In the year 1952, after Brower was elected to be the first executive director, Sierra Club began to pick up with some of the larger and more professional conservation organizations such as the National Audubon Society, National Wildlife Federation etc. It was only after the battle against the Echo Park Dam in Dinosaur National Monument in Utah, then Sierra Club began to gain a national reputation. If this project were to be approved, there would be huge flooding in the Green and Yampa river valleys in the area of the Dinosaur National Monument. To many conversationalists, it was like the repeat of the Hetch Hetchy controversy, and they were all fiercely opposing its approval.

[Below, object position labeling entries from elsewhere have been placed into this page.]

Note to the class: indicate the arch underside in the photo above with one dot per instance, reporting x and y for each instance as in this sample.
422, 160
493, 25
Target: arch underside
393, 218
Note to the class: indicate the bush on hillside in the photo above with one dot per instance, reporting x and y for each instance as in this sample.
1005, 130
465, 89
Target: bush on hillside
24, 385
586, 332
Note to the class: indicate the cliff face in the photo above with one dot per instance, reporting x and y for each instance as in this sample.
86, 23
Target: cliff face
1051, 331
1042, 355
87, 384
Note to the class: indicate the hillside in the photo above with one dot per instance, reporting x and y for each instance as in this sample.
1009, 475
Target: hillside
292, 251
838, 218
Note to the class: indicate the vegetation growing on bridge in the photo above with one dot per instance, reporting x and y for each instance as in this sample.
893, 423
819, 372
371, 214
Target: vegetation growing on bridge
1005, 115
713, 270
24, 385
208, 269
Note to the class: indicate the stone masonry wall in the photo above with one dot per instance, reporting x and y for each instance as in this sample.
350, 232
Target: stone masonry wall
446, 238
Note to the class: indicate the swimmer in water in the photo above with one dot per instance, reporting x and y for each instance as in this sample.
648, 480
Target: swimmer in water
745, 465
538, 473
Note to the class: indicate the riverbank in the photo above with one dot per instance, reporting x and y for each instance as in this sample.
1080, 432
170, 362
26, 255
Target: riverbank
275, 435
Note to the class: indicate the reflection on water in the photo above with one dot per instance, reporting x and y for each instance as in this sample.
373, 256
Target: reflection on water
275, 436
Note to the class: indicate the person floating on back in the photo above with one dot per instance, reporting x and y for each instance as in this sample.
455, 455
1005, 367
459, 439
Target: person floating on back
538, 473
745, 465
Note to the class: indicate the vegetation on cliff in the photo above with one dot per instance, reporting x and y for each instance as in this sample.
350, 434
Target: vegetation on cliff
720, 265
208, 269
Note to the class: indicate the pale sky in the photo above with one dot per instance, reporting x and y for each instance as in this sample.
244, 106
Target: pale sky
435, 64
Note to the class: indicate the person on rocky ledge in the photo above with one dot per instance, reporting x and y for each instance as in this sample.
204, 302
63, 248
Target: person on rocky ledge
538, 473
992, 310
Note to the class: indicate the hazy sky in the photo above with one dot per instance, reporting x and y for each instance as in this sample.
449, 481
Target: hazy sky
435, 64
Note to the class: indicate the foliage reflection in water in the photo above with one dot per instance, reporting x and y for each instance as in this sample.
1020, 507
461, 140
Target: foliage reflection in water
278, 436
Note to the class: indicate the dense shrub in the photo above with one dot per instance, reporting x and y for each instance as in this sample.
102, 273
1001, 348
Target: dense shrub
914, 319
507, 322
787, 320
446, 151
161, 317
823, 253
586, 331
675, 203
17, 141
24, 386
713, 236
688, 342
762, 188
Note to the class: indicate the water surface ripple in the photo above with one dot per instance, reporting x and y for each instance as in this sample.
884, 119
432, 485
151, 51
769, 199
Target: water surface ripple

Their “opponents” were influential members of Congress, and they were all devoted to the Echo Park Dam project, for the sole reason of wanting to obtain “water rights” such as the low costs of hydroelectric power and erecting reservoirs as a place for sightseeing.

Fortunately, Sierra Club gained success in the eradication of the project on Echo Park Dam, with Congress establishing a compromise. The Colorado River Storage Project Act was passed on April 11, 1956, stating that “no dam or reservoir constructed under the authorization of the Act shall be within any National Park or Monument”. With that,  Sierra Club saw an exponential increase in their membership numbers, to almost 15,000 by the year 1930.

After their win against the Echo Park Dam controversy, Sierra Club was finally gaining the recognition of a national conservation organization, with the club’s Biennial Wilderness Conferences being launched in the year 1949, along with the Wilderness Society. These became an essential force in the campaign that captured passage of the Wilderness Act.